Part 4: There’s more life for me to live- NEAD!
Content warning: The following article mentions details surrounding the author’s experiences with self-harm, which may be upsetting for some readers. Please know that there are many resources available for support including the National Suicide Prevention Lifeline (1-800-273-8255) and online chat.
I reached out to a Facebook group for people diagnosed with MBC and a breast cancer website chat/blog site of those who had brain lesions. I felt like the love just kept pouring in. I knew without a doubt people cared about me and that helped keep my spirits up. These are the things that worked for me. November 15, 2018 I turned 50. November 18 my middle daughter almost had a successful suicide attempt. She was in ICU 3 days before she woke up. She has a little boy that I took care of during that time. On November 27th I got the news that my scans had come back NEAD. No Evidence of Active Disease. I was amazed and dumbfounded. I knew that it was improving, but I was absolutely not expecting the news to be that good. It took a while to sink in. Everyone else saw it as a cure. Few people really understand why I still do treatment every 3 weeks. They don't get why I have so much fatigue. I don't complain much, because it doesn't help me stay positive.
I don't like labels, like a survivor, warrior or even Metavivor. I am just a person who has lived through a lot of trauma from treatment, is still getting treatment, breathing and living the best I can.
I have a lot of days all I can do is sleep. I am grateful for each moment. I have chronic pain from 3 herniated discs, arthritis in most of my joints, and fatigue from the treatment that physically I can't do much. I do what I can to stay active, eat a little better than before, and I am currently learning Spanish, French and German on an app. It is something I can do that takes almost no effort. It makes me happy. I have really good days too. I go on trips with my sweetheart, I play with my grandson and I try not to overdo it. So on trips, I sleep as much as I can and limit my activities. I also limit the time I have with my grandson, so I have more time with him in the long run.

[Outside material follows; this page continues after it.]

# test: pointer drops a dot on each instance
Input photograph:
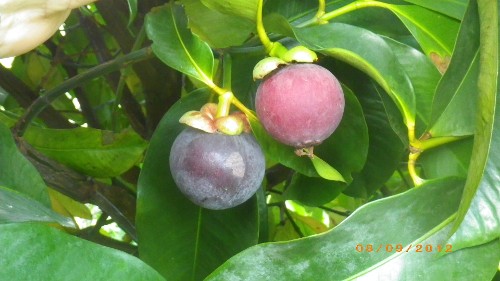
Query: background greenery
(87, 120)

Loving my family & living life to the fullest
It is very frustrating to not be able to work. I recently was thinking about applying to jobs. I have been helping a friend with a project, but I am going to have to bow out. I was enjoying it a lot. I can't just help them and sleep. That is not how I want to live while I am alive. I want to spend whatever time I have left loving my family and living to the fullest I can. I want to be of service in some way, so I hope this has been helpful to someone. I am currently working on a meditation book based on spiritual principles. I hope it is helpful to others when I am done.